6. If you would like to have specific names for your output files, open the simple_variables.sh file and change the line variable from “EMS” to your line name. Letters and underscores only. This name will be the prefix to all of your file names in the output folder.

7. In the same file, simple_variables.sh choose the path to your Java1.8 executable in line 6. Since some computers and servers have more than one Java running, Java1.8 might not be the default version. On my server it is /usr/bin/java.

8. If the mutation you are mapping is dominant, change the mutation from recessive to dominant in the simple_variables.sh file.

9. Open the Terminal application.

10. Type: cd ~/Simple. Press return.

11. Type: chmod +x ./scripts/simple.sh. Press return.

12. Type: ./scripts/simple.sh. Press return.

13. The last command will execute the program.

14. The script will run for a few hours up to a couple of days, depending on the size of your fastq files and the size of the genome you are working with. You will know it finished once the prompt shows the following colorful text: “Simple is done”.

15. Output files (EMS might be the name of the prefix you chose above for your output file names).
a. EMS.allSNPs.txt: All the SNPs that Simple found compared to the background genome, usually caused by the mutagenesis process.
b. EMS.candidates.txt: The genes that are likely to be the causal mutation; notice that there can be more than one gene due to linkage. Another case is that there are no genes. In this scenario, browse the EMS.allSNPs.txt file for genes with high score in the ratio column, that affect the protein (e.g., missense, stop_gained) and that have reasonable coverage (columns mut.ref, mut.alt, wt.ref and wt.alt).
c. EMS.Rplot_allele.pdf: Representation of the allelic distribution in the WT and mutant bulks. This file is useless and you can ignore it.
d. EMS.Rplot.loess.1.pdf and EMS.Rplot.loess.3.pdf: Graphical representation of the results with allelic ratio column above 0.1 and 0.3, respectively. Your gene is likely to show in one of the highest peaks with a y-axis value of ~0.66 and if it appears in the EMS.candidates.txt file, it will also be marked in these plots.

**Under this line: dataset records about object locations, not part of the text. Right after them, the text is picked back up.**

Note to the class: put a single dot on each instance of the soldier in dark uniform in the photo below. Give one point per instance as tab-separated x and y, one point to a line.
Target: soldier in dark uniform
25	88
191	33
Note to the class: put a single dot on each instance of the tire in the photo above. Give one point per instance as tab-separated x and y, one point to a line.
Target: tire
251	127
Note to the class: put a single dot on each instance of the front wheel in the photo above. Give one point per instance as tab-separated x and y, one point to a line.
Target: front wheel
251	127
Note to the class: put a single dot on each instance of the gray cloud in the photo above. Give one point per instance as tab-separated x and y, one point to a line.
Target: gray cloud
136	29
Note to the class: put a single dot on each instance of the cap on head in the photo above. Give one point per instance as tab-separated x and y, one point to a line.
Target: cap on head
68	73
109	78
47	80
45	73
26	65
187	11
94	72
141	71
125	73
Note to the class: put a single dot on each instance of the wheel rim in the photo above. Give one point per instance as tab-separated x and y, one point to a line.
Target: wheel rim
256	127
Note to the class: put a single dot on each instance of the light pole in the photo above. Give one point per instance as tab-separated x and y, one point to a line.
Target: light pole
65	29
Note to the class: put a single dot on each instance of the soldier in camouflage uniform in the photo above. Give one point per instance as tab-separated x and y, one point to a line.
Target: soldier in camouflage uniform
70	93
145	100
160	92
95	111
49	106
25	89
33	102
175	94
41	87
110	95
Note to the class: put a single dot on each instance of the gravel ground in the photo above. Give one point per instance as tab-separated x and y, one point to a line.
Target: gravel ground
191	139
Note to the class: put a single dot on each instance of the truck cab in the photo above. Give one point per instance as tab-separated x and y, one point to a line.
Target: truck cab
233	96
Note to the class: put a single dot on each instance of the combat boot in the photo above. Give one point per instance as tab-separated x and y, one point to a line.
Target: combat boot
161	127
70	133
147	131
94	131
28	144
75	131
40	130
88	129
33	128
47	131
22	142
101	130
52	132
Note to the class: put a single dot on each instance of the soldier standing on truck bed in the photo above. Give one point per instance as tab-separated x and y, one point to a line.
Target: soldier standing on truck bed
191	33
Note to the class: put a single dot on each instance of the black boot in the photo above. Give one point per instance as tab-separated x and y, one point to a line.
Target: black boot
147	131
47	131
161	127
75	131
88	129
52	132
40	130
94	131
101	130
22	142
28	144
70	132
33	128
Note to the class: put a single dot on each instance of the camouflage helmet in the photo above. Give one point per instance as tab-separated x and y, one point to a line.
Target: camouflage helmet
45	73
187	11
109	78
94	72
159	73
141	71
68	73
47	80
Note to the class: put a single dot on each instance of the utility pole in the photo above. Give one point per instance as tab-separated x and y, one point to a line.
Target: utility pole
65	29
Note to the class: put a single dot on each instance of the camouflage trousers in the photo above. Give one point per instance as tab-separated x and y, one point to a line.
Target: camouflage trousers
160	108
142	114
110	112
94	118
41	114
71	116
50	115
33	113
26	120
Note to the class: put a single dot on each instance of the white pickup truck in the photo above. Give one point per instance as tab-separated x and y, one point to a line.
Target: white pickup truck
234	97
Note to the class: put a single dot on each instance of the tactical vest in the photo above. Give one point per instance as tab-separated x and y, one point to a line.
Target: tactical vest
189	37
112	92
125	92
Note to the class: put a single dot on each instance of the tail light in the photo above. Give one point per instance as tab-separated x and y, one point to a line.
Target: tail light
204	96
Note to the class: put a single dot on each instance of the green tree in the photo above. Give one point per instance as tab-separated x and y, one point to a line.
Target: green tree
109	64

#######################Example#########################

Let's say that you want to perform a forward genetic screen and find mutations that promote wings development in dragons. You collect 5000 dragon eggs, mutagenize them and identify an M2 mutant line with some individual dragons that have no wings. Next, You extract two DNA bulks, one from the wingless dragons and one from their flying siblings and send each DNA prep for PE (paired ends) WGS (you can also have a SE but make sure you have approximately 40x coverage). Once you receive your results, unzip the files, rename them fly.wt.R1.fq, fly.wt.R2.fq, wingless.mut.R1.fq, wingless.mut.R2.fq (fq and fastq suffix are both OK) and place these files in the fastq folder. Open the file data_base.txt in the folder scripts and copy the species name, i.e., Dragon_fly to replace Arabidopsis_thaliana in the simple_variables.sh file (located in the same folder). Type the path to the Java1.8 executable. Since you noticed that in this M2 mutant line approximately 0.75 of the dragons have no wings, you assume the mutation is dominant and change the string "recessive" to dominant in the simple_variables.sh file (line 13). Follow the instructions 9-14 above to complete the process. It is that simple.